Il risultato si traduce in un successo per il Centrodestra, in particolare per Matteo Salvini e Giorgia Meloni, che non hanno mai smesso di opporsi alla normativa che è stata promossa quale strumento per combattere l’omotransfobia, ma contenente, sotto la superficie, ramificazioni controverse.
Matteo Salvini ha commentato: “Sconfitta l’arroganza di Letta e dei CinqueStelle. Hanno detto di no a tutte le proposte di mediazione, comprese quelle formulate dal Santo Padre, dalle associazioni e da molte famiglie, e hanno affossato il Ddl Zan. Ora ripartiamo dalla proposte della Lega: combattere le discriminazioni lasciando fuori i bambini, la libertà di educazione, la teoria gender e i reati di opinione”.
Dalla parte dei vincitori si ritrova in questa tornata anche Italia Viva, il partito di Matteo Renzi, che aveva dato il proprio voto favorevole nel passaggio alla Camera per poi tornare sui propri passi, prendendo le distanze dal Centrosinistra, e ritagliandosi con questa votazione una sua centralità e riguadagnando spazi di manovra politica.
La cosiddetta ’tagliola’ (proposta di non-passaggio) presentata da Lega e Fdi ha ottenuto 154 voti favorevoli, 131 contrari, e due astenuti. Il Presidente del Senato, Elisabetta Casellati, aveva accettato la richiesta del non-passaggio all’esame degli articoli del ddl Zan in base al Regolamento e in base ai precedenti, avendo spiegato che: “Ci sono due proposte di non-passaggio agli articoli a firma Calderoli e La Russa: il Presidente ritiene ammissibili queste due richieste di votazione segrete in base al regolamento e ai precedenti”.
Alessandro Zan, deputato Pd e promotore del disegno di legge ed omosessuale dichiarato, alludendo a Matteo Renzi ha detto: “Chi per mesi, dopo l’approvazione alla Camera, ha seguito le sirene sovraniste che volevano affossare il ddl Zan è il responsabile del voto di oggi al Senato. È stato tradito un patto politico che voleva far fare al Paese un passo di civiltà. Le responsabilità sono chiare”.

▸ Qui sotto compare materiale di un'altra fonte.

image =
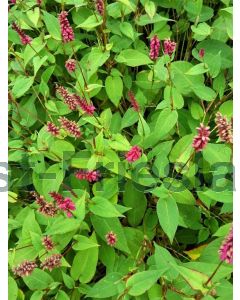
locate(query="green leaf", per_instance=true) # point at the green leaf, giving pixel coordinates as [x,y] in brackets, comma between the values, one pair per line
[22,85]
[12,289]
[52,25]
[150,8]
[85,263]
[139,283]
[127,29]
[108,286]
[114,89]
[168,215]
[137,201]
[62,225]
[104,225]
[103,208]
[197,69]
[84,243]
[133,58]
[90,23]
[38,280]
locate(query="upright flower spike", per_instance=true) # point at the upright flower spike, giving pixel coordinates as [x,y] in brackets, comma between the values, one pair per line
[52,262]
[154,47]
[66,29]
[47,243]
[224,128]
[87,108]
[134,154]
[70,65]
[226,249]
[68,98]
[111,238]
[201,53]
[133,101]
[169,47]
[46,208]
[100,6]
[90,176]
[25,39]
[70,126]
[53,129]
[201,140]
[25,268]
[67,205]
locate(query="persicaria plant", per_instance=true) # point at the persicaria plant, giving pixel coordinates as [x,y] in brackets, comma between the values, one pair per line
[120,149]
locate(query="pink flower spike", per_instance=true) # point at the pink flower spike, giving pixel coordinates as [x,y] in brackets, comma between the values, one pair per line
[67,205]
[100,6]
[70,126]
[53,129]
[25,39]
[133,101]
[134,154]
[169,47]
[201,53]
[111,238]
[70,65]
[154,48]
[226,249]
[66,29]
[201,140]
[25,268]
[90,176]
[87,108]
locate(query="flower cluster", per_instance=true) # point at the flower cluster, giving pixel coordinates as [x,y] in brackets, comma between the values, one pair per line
[64,204]
[25,268]
[100,6]
[53,129]
[69,99]
[66,29]
[133,101]
[226,249]
[169,47]
[87,108]
[134,154]
[111,238]
[25,39]
[154,48]
[46,208]
[47,243]
[52,262]
[70,126]
[201,140]
[70,65]
[224,128]
[90,176]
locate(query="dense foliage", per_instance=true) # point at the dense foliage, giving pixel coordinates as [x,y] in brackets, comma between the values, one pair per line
[120,149]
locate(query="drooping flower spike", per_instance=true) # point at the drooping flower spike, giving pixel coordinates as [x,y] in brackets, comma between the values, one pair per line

Enrico Letta, segretario del Pd, ha twittato: “Hanno voluto fermare il futuro. Hanno voluto riportare l’Italia indietro. Sì, oggi hanno vinto loro e i loro inguacchi, al Senato. Ma il Paese è da un altra parte. E presto si vedrà”.
Amaro anche il commento di Giuseppe Conte esposto a nome del M5s, nonostante il sospetto fondato che parecchi dei suoi senatori siano stati parte del manipolo di franchi tiratori che hanno decretato la fine del Ddl: “Sul Ddl Zan registriamo un passaggio a vuoto su un percorso di civiltà e di contrasto a ogni forma di discriminazione e violenza per l’orientamento sessuale. Chi oggi gioisce per questo sabotaggio dovrebbe rendere conto al Paese che su questi temi ha già dimostrato di essere più avanti delle aule parlamentari”.
Gli ha risposto Giorgia Meloni, leader di Fdi: “Patetiche le accuse di Letta, Conte e della sinistra: i primi ad aver affossato la legge sono i suoi stessi firmatari, Zan in testa, che in questa proposta hanno scritto e difeso fino alla fine norme e principi surreali (dal self-id al gender nelle scuole) che nulla avevano a che fare con la lotta alle discriminazioni”.